There were others, which made incessant mention of "Jordan's banks," and "Canaan's fields," and the "New Jerusalem;" for the negro mind, impassioned and imaginative, always attaches itself to hymns and expressions of a vivid and pictorial nature; and, as they sung, some laughed, and some cried, and some clapped hands, or shook hands rejoicingly with each other, as if they had fairly gained the other side of the river.

Various exhortations, or relations of experience, followed, and intermingled with the singing. One old gray-headed woman, long past work, but much revered as a sort of chronicle of the past, rose, and leaning on her staff, said — "Well, chil'en! Well, I'm mighty glad to hear ye all and see ye all once more, 'cause I don't know when I'll be gone to glory; but I've done got ready, chil'en; 'pears like I'd got my little bundle all tied up, and my bonnet on, jest a waitin' for the stage to come along and take me home; sometimes, in the night, I think I hear the wheels a rattlin', and I'm lookin' out all the time; now, you jest be ready too, for I tell ye all, chil'en," she said striking her staff hard on the floor, "dat ar glory is a mighty thing! It's a mighty thing, chil'en, — you don'no nothing about it, — it's wonderful." And the old creature sat down, with streaming tears, as wholly overcome, while the whole circle struck up —

"O Canaan, bright Canaan I'm bound for the land of Canaan."

Mas'r George, by request, read the last chapters of Revelation, often interrupted by such exclamations as "The sakes now!" "Only hear that!" "Jest think on 't!" "Is all that a comin' sure enough?"

George, who was a bright boy, and well trained in religious things by his mother, finding himself an object of general admiration, threw in expositions of his own, from time to time, with a commendable seriousness and gravity, for which he was admired by the young and blessed by the old; and it was agreed, on all hands, that "a minister couldn't lay it off better than he did; that 't was reely 'mazin'!"

Uncle Tom was a sort of patriarch in religious matters, in the neighborhood. Having, naturally, an organization in which the morale was strongly predominant, together with a greater breadth and cultivation of mind than obtained among his companions, he was looked up to with great respect, as a sort of minister among them; and the simple, hearty, sincere style of his exhortations might have edified even better educated persons. But it was in prayer that he especially excelled.
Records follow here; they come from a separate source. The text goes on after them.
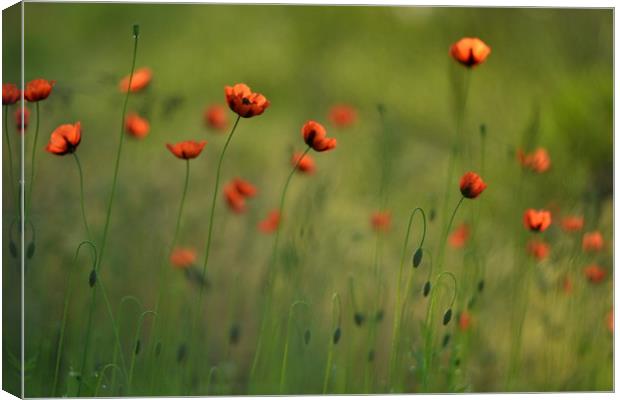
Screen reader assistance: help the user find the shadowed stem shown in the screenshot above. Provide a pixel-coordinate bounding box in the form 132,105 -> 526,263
250,146 -> 311,385
73,152 -> 92,240
77,25 -> 140,396
388,207 -> 426,391
4,106 -> 19,202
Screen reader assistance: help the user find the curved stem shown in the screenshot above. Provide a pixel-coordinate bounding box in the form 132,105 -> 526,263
77,25 -> 139,396
280,301 -> 308,394
4,106 -> 19,206
73,152 -> 92,239
388,207 -> 426,390
250,146 -> 311,385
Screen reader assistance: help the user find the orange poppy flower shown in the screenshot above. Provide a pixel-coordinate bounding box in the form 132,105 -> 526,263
523,208 -> 551,232
459,311 -> 471,332
562,276 -> 573,294
166,140 -> 207,160
291,151 -> 316,174
329,104 -> 357,128
204,104 -> 228,131
125,113 -> 151,139
460,172 -> 487,199
527,240 -> 551,261
370,211 -> 392,232
24,79 -> 56,103
2,83 -> 19,106
582,231 -> 605,252
448,223 -> 469,249
301,120 -> 337,152
118,67 -> 153,93
15,107 -> 30,133
45,122 -> 82,156
170,247 -> 196,269
562,216 -> 583,232
583,264 -> 607,283
224,83 -> 269,118
450,38 -> 491,68
517,147 -> 551,173
258,210 -> 281,233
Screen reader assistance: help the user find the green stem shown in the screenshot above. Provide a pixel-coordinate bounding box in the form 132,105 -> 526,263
77,25 -> 139,396
250,146 -> 311,385
73,152 -> 92,240
388,207 -> 426,390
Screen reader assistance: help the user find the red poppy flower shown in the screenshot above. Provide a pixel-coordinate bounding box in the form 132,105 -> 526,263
125,113 -> 151,139
527,240 -> 551,261
459,311 -> 471,332
170,247 -> 196,269
291,151 -> 316,174
329,104 -> 357,128
118,67 -> 153,93
204,104 -> 228,131
562,216 -> 583,232
2,83 -> 19,106
582,231 -> 605,252
370,211 -> 392,232
15,107 -> 30,133
517,147 -> 551,173
583,264 -> 607,283
166,140 -> 207,160
224,83 -> 269,118
301,121 -> 337,152
24,79 -> 56,103
448,223 -> 469,249
450,38 -> 491,68
45,122 -> 82,156
460,172 -> 487,199
258,210 -> 281,233
523,208 -> 551,232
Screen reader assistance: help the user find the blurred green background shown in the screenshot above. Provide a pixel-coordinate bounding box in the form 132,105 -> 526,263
2,3 -> 613,396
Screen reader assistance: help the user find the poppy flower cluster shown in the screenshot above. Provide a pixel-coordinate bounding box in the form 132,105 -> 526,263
45,122 -> 82,156
224,178 -> 257,214
301,120 -> 337,152
224,83 -> 270,118
166,140 -> 207,160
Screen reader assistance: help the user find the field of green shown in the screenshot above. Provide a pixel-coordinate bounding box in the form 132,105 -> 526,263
2,3 -> 613,397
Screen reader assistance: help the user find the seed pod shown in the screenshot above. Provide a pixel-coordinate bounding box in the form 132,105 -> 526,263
422,281 -> 431,297
334,327 -> 341,344
413,247 -> 424,268
26,242 -> 36,259
9,240 -> 17,258
88,269 -> 97,287
441,333 -> 450,348
228,323 -> 241,345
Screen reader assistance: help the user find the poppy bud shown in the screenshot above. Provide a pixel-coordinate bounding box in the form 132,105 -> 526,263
413,247 -> 424,268
423,281 -> 431,297
460,172 -> 487,199
88,269 -> 97,287
9,240 -> 17,258
334,327 -> 341,344
26,242 -> 36,259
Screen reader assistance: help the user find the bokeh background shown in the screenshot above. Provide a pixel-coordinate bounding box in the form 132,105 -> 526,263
2,3 -> 613,396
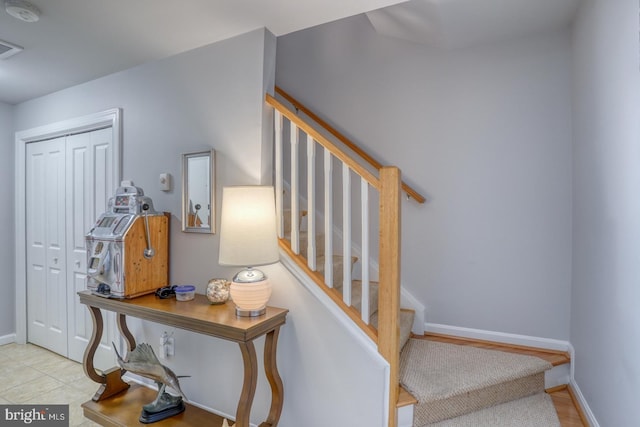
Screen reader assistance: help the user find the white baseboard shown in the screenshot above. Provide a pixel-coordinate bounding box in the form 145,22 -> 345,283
424,323 -> 573,352
398,405 -> 414,427
0,334 -> 16,345
544,363 -> 571,389
570,379 -> 600,427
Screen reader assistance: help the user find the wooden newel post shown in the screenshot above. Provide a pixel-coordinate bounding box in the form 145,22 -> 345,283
378,167 -> 402,427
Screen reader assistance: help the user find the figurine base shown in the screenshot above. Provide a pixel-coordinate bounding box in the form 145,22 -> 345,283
139,401 -> 185,424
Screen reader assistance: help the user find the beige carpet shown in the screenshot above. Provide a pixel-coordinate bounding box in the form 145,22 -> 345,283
400,339 -> 557,426
429,393 -> 560,427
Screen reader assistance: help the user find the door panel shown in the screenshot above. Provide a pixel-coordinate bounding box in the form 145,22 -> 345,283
26,128 -> 117,370
67,128 -> 115,369
26,138 -> 67,355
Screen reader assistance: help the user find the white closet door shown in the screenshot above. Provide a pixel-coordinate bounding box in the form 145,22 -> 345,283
66,128 -> 115,369
26,138 -> 67,355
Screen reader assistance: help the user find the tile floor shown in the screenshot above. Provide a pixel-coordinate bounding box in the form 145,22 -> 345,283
0,344 -> 98,427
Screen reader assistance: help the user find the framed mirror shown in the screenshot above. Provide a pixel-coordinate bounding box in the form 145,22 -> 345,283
182,150 -> 216,234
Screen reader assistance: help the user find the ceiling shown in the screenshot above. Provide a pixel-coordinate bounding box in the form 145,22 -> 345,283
0,0 -> 580,104
367,0 -> 581,49
0,0 -> 402,104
Nothing could exceed the touching simplicity, the childlike earnestness, of his prayer, enriched with the language of Scripture, which seemed so entirely to have wrought itself into his being, as to have become a part of himself, and to drop from his lips unconsciously; in the language of a pious old negro, he "prayed right up." And so much did his prayer always work on the devotional feelings of his audiences, that there seemed often a danger that it would be lost altogether in the abundance of the responses which broke out everywhere around him.

While this scene was passing in the cabin of the man, one quite otherwise passed in the halls of the master.
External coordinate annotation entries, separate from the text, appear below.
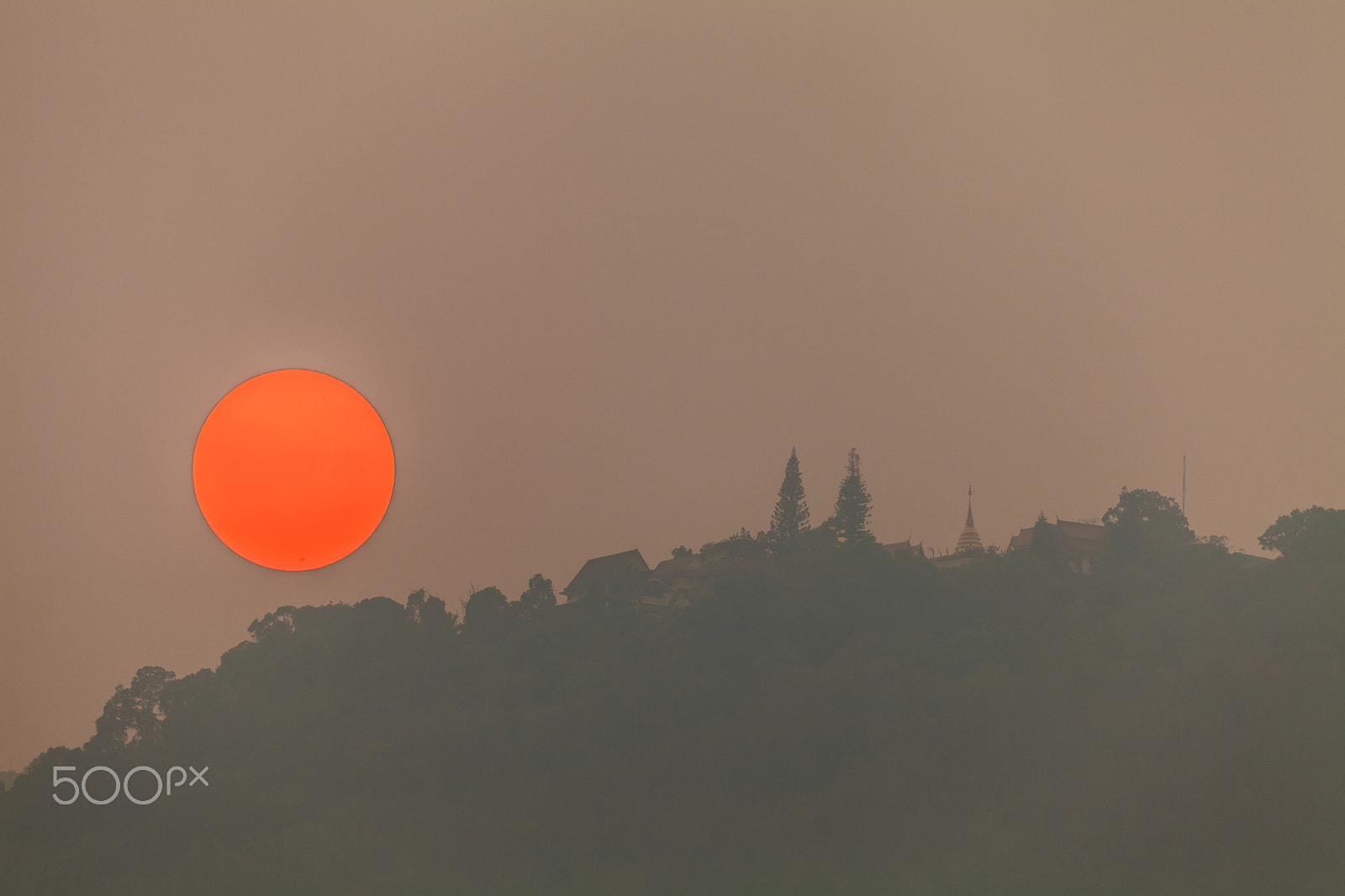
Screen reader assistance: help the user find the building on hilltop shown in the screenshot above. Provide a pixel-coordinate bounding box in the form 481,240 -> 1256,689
561,549 -> 650,603
1009,517 -> 1107,576
883,538 -> 926,557
561,551 -> 780,614
952,486 -> 986,554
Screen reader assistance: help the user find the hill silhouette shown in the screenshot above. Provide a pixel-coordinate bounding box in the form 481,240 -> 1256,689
0,495 -> 1345,896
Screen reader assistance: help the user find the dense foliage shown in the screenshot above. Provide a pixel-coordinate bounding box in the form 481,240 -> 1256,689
0,493 -> 1345,896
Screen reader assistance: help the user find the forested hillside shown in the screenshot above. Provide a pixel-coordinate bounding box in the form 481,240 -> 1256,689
0,498 -> 1345,896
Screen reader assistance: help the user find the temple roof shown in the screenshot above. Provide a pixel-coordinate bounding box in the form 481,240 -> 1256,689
953,486 -> 986,554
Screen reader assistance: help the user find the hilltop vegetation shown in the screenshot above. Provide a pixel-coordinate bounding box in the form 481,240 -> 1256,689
0,490 -> 1345,896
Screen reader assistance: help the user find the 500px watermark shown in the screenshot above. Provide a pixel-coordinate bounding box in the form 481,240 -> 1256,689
51,766 -> 210,806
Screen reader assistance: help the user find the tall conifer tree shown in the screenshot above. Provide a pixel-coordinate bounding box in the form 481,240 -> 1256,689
767,448 -> 809,547
831,448 -> 876,544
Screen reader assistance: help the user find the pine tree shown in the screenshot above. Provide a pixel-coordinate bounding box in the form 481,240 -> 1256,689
767,448 -> 809,547
831,448 -> 876,545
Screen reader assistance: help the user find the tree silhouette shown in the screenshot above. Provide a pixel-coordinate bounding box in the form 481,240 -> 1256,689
767,448 -> 810,547
85,666 -> 177,752
462,587 -> 515,639
1101,486 -> 1195,565
831,448 -> 876,545
1258,506 -> 1345,560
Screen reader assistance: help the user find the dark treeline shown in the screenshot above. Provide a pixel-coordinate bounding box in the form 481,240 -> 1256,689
0,471 -> 1345,896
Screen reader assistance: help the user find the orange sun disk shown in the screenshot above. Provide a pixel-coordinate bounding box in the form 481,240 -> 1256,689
191,370 -> 395,571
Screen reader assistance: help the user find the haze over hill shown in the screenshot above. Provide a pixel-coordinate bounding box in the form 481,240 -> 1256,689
0,0 -> 1345,768
0,484 -> 1345,896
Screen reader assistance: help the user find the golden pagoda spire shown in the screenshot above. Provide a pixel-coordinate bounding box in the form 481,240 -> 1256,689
953,482 -> 986,554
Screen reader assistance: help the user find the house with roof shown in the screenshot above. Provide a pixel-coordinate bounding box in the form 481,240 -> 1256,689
1009,517 -> 1107,576
561,549 -> 650,604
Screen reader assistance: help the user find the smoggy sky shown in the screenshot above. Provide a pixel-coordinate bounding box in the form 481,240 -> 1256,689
0,0 -> 1345,768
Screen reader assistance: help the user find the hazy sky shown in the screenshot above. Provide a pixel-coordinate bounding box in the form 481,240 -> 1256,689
0,0 -> 1345,768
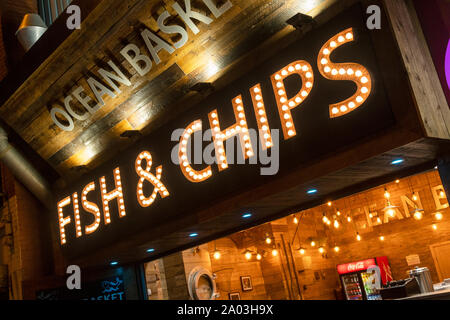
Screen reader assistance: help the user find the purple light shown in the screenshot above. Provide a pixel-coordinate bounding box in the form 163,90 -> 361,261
445,39 -> 450,89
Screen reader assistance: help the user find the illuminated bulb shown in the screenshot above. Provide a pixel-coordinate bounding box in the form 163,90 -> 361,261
333,220 -> 339,229
414,211 -> 423,220
387,209 -> 395,218
245,251 -> 252,260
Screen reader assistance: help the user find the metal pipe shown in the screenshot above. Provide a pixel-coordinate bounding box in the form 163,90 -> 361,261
0,126 -> 52,208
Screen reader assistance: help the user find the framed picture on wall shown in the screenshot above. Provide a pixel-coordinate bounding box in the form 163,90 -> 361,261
228,292 -> 241,300
241,276 -> 253,291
The trader and Mr. Shelby were seated together in the dining room afore-named, at a table covered with papers and writing utensils.
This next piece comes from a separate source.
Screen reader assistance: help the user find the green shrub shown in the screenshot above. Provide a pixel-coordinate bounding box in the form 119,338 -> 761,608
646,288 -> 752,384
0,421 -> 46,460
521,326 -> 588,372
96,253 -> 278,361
Mr. Shelby was busy in counting some bundles of bills, which, as they were counted, he pushed over to the trader, who counted them likewise.

"All fair," said the trader; "and now for signing these yer."

Mr. Shelby hastily drew the bills of sale towards him, and signed them, like a man that hurries over some disagreeable business, and then pushed them over with the money. Haley produced, from a well-worn valise, a parchment, which, after looking over it a moment, he handed to Mr. Shelby, who took it with a gesture of suppressed eagerness.

"Wal, now, the thing's done!" said the trader, getting up.

"It's done!" said Mr. Shelby, in a musing tone; and, fetching a long breath, he repeated, "It's done!"

"Yer don't seem to feel much pleased with it, 'pears to me," said the trader.

"Haley," said Mr. Shelby, "I hope you'll remember that you promised, on your honor, you wouldn't sell Tom, without knowing what sort of hands he's going into."

"Why, you've just done it sir," said the trader.

"Circumstances, you well know, obliged me," said Shelby, haughtily.

"Wal, you know, they may 'blige me, too," said the trader. "Howsomever, I'll do the very best I can in gettin' Tom a good berth; as to my treatin' on him bad, you needn't be a grain afeard. If there's anything that I thank the Lord for, it is that I'm never noways cruel."

After the expositions which the trader had previously given of his humane principles, Mr. Shelby did not feel particularly reassured by these declarations; but, as they were the best comfort the case admitted of, he allowed the trader to depart in silence, and betook himself to a solitary cigar.